Limitations & Future Work

  • DET_t (traffic element detection) and TOP_lt (lane-traffic topology) metrics are inferior to TopoMLP, as a 3-layer BEVFormer was used instead of a 6-layer PETR, which is more suitable for detecting traffic elements.
  • Mask refinement is only valid for real lanes; virtual lanes (which lack visual information) do not benefit.
  • Completely vertical centerlines require an additional row-wise sampling mechanism, increasing complexity.

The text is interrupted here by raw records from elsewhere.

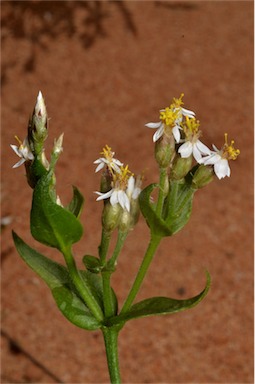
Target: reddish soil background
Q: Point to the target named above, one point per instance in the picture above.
(105, 69)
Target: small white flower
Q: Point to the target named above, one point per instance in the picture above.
(117, 196)
(219, 158)
(23, 151)
(133, 188)
(171, 117)
(195, 147)
(108, 160)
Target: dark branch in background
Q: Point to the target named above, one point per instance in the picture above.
(17, 349)
(38, 22)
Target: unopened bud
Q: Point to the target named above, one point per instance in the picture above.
(181, 166)
(37, 127)
(58, 148)
(202, 177)
(111, 216)
(106, 181)
(165, 151)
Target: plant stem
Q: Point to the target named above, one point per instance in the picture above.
(161, 196)
(154, 242)
(109, 306)
(104, 245)
(111, 347)
(81, 287)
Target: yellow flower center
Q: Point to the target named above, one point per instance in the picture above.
(170, 114)
(177, 102)
(19, 141)
(120, 180)
(228, 150)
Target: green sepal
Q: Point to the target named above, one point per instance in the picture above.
(50, 223)
(92, 263)
(178, 205)
(76, 204)
(160, 306)
(56, 276)
(156, 224)
(176, 210)
(34, 171)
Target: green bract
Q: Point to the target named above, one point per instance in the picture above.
(51, 224)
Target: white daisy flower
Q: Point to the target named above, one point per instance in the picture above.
(171, 119)
(192, 145)
(125, 188)
(108, 160)
(23, 151)
(219, 158)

  • The FPS is only 6.5 (RTX3090, FP32), leaving room for real-time performance optimization.
  • Points-Mask Fusion uses a simple average; a more adaptive weighting strategy might further improve performance.
  • vs TopoNet: RoadPainter improves DET_l by +2.2 (+7.7%), where the key lies in mask refinement compensating for pure regression.

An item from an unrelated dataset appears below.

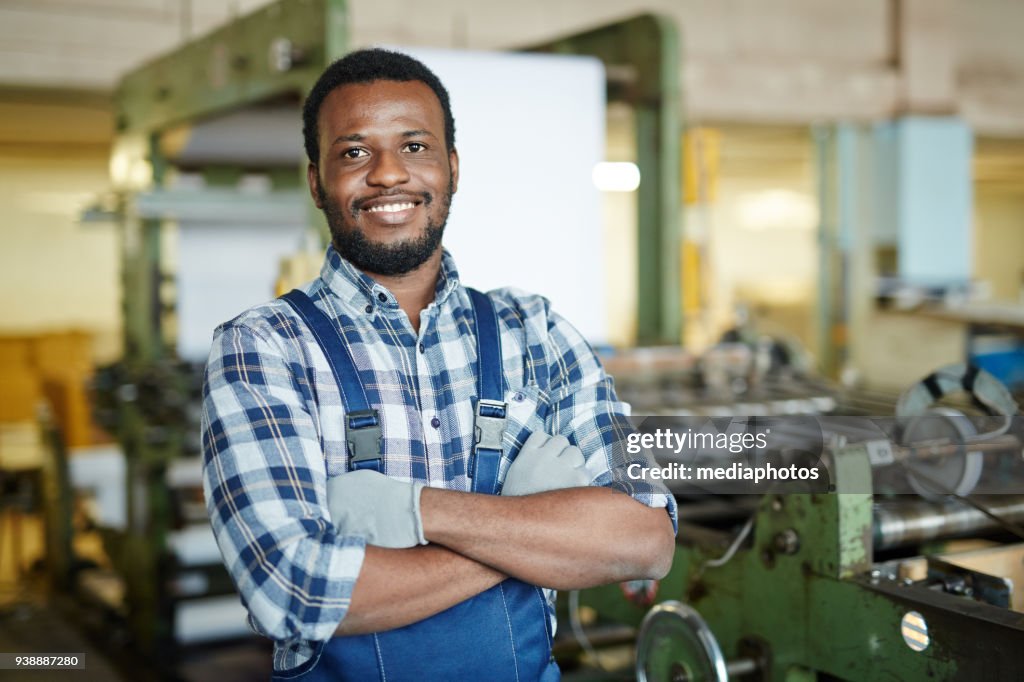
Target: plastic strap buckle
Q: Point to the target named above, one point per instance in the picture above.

  • vs TopoMLP: Slightly better on OLS but weaker on DET_t and TOP_lt than TopoMLP, due to the different BEV construction methods (BEVFormer vs PETR).
  • vs Mask2Former: Borrows mask attention as a BEV feature aggregation approach, but innovates with points-guided mask queries (providing a better positional prior than learnable queries).
  • vs MapTR: MapTR focuses on vectorized map elements but does not handle topological relationships. RoadPainter adds topology inference on top of this.

Rating

  • Novelty: ⭐⭐⭐⭐ The idea of complementary regression and segmentation is not entirely new, but the closed-loop design of points-guided mask + mask-based refinement is innovative in topology inference.
  • Experimental Thoroughness: ⭐⭐⭐⭐ Dual subset comparison, multiple groups of ablation studies, attention ablations, and visualization analyses are provided, though comparisons with a wider range of methods are lacking.
  • Writing Quality: ⭐⭐⭐⭐ Clear structure, intuitive diagrams, and standardized formulas.
  • Value: ⭐⭐⭐⭐ Substantial practical improvements and transferable ideas; the SD Map integration serves as a valuable reference for the industry.